The need of the hour now is to move towards reliability-centred maintenance, wherein a priority list of critical assets is maintained and assets are managed with a broader focus on achieving business results, rather than solely focusing on maintenance of both critical and non-critical assets. Reliability-based maintenance includes data integration, advanced maintenance planning, inventory management of critical spares and use of an appropriate maintenance strategy for different processes and equipment, rather than having one approach for all assets.
Advantages for discoms
Since discoms have a range of critical assets such as lines, feeders and substations, predictive maintenance allows the optimisation of operational processes in order to improve performance. It provides a unified and accurate view of all machines, including their state, status and health. With a centralised repository of assets, discoms can easily locate assets to report defects. Further, with an increasing focus on meeting consumer demand while maintaining financial health, a proactive maintenance approach enables discoms to reduce unexpected failure costs and unscheduled outages, and improve the reliability of power supplied.
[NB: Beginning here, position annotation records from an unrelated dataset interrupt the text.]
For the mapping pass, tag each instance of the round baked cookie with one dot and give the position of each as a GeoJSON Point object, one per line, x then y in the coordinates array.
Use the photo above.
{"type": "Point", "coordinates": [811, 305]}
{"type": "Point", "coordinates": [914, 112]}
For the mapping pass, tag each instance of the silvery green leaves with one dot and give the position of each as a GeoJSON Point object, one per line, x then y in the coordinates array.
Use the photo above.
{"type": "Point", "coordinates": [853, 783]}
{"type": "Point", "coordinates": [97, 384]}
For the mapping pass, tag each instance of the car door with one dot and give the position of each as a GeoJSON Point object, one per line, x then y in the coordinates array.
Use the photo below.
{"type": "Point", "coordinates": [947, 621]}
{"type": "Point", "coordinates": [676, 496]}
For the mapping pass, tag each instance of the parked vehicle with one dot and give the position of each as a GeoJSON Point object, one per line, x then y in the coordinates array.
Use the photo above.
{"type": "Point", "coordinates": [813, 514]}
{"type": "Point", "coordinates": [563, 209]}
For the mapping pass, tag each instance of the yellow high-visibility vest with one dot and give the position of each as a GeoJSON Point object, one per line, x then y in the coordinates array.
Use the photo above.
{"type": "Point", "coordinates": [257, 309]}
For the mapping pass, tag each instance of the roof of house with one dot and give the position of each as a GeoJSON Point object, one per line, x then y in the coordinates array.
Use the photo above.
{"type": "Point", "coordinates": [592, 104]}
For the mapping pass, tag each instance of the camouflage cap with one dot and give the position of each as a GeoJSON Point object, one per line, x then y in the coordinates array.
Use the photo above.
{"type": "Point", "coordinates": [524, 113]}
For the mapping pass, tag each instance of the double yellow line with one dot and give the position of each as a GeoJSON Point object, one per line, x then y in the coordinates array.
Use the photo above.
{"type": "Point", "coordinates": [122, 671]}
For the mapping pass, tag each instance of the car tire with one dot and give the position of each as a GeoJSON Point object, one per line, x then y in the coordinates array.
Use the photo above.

This can be achieved by shifting the load to reduce asset strain, forecasting the material required based on the health of the assets, and scheduling repairs accordingly.
Moreover, with the integration of renewable energy into the grid, discoms can leverage sensors to remotely control grid-connected assets to better manage the impact of renewable energy assets.
The way forward
While technology has made it easier to monitor assets through sensors and analyse the asset condition using big data, discoms may still end up incurring significant expenses on non-critical processes. Thus, it is essential that the maintenance approach is aligned with the discom’s objective. Further, as asset management relies heavily on data from different applications and departments such as the geographical information system, metering data and data from the operational and maintenance department, it requires effective coordination across the discom, which is a challenging task to achieve. Therefore, proper integration is needed at the backend for a comprehensive asset management programme.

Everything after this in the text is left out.